Isaiah Austin's life hit an unexpected wall on June 21, 2014. Five days before he was projected to be selected in the 2014 NBA Draft, Austin was diagnosed with Marfan syndrome, a genetic disorder affecting the connective tissue. The arteries in his heart were abnormally large and Austin was forced to step away from basketball.
On Wednesday, Austin announced his return to basketball. Now 23, the 7-1 center has been cleared by doctors to take the court.
"Ever since the draft I've been getting checked by my doctor, and through those checkups, we've been monitoring my heart, making sure that nothing has changed, and he said that I am stable," Austin says.

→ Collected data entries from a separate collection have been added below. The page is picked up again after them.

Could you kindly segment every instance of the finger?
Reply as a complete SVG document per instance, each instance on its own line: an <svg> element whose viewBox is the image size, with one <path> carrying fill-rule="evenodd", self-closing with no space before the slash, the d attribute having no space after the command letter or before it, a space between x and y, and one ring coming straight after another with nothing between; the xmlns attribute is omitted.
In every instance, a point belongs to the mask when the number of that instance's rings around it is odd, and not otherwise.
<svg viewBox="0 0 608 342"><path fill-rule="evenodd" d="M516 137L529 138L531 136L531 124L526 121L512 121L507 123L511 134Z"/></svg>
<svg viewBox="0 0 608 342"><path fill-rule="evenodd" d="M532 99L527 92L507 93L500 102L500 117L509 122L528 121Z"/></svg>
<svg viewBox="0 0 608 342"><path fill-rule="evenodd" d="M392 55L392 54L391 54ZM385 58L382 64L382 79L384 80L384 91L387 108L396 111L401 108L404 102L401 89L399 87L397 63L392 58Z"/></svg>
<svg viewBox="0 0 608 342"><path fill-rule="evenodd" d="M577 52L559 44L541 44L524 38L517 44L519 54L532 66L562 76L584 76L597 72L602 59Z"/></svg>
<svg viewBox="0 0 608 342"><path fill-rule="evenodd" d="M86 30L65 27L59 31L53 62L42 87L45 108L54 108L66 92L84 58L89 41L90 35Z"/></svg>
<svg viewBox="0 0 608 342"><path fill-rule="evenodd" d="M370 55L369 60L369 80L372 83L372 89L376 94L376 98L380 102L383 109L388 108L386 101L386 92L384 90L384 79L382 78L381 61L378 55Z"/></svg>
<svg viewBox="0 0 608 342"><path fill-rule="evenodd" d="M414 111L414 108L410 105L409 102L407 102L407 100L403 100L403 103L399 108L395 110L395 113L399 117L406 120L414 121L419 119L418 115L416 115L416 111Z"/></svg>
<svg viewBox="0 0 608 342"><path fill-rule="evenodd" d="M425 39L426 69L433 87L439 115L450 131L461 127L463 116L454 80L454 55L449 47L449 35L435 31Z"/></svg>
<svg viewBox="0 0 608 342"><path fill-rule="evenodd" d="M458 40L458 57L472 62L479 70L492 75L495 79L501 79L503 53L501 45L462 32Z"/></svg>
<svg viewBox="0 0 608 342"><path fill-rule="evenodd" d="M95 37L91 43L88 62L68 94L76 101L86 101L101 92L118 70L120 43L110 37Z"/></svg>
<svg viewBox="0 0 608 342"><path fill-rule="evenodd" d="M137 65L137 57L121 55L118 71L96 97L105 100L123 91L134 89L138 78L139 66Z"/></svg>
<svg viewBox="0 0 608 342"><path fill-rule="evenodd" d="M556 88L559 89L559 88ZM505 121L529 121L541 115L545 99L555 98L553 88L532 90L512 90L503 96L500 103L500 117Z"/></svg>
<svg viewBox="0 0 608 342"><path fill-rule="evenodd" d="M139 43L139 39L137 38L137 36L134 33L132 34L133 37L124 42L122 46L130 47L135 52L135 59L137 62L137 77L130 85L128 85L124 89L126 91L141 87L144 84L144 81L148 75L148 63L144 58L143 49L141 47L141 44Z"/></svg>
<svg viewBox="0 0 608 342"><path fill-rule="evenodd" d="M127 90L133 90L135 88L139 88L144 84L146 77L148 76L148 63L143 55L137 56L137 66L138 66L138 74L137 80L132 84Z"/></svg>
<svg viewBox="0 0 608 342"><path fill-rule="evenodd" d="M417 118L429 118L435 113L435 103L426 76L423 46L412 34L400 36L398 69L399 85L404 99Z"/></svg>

"I am cleared. I am about to be out here pursuing my dream. Ever since my doctors told me that I was cleared, it's been in my mind -- I want to go chase this. It's always been my dream. At the same time, I'm a God-fearing man, and I believe that everything happens in life for a reason, so why would God put it in my doctor's heart to say that I was cleared if he didn't want me to go and chase my dream and share my testimony with millions of people around the world."
Austin announced the good news on both Instagram and an episode of the "Thru the Lens" documentary series with Cassy Athena.
Very excited to announce to everyone that the news is true. I have been blessed by the grace of God to receive a second chance at chasing my dream of playing basketball. Everything happens for a reason and I'm ready to share my testimony and journey with millions of people across the world. #DreamAgain | full interview on cassyathena.com @cassyathena
NBA commissioner Adam Silver invited Austin to the 2014 draft even though he had no chance of getting drafted. Silver called Austin up between the 15th and 16th picks, and Austin put on a hat with an NBA logo. Silver offered Austin a job as long as he finished his degree at Baylor.
It is unclear if that NBA job will be on an NBA roster. Austin obviously has been out of the sport for more than two years and has a lot of ground to make up, assuming he can physically compete at the highest level. But with his height, perseverance and emotion, nothing is out of the question.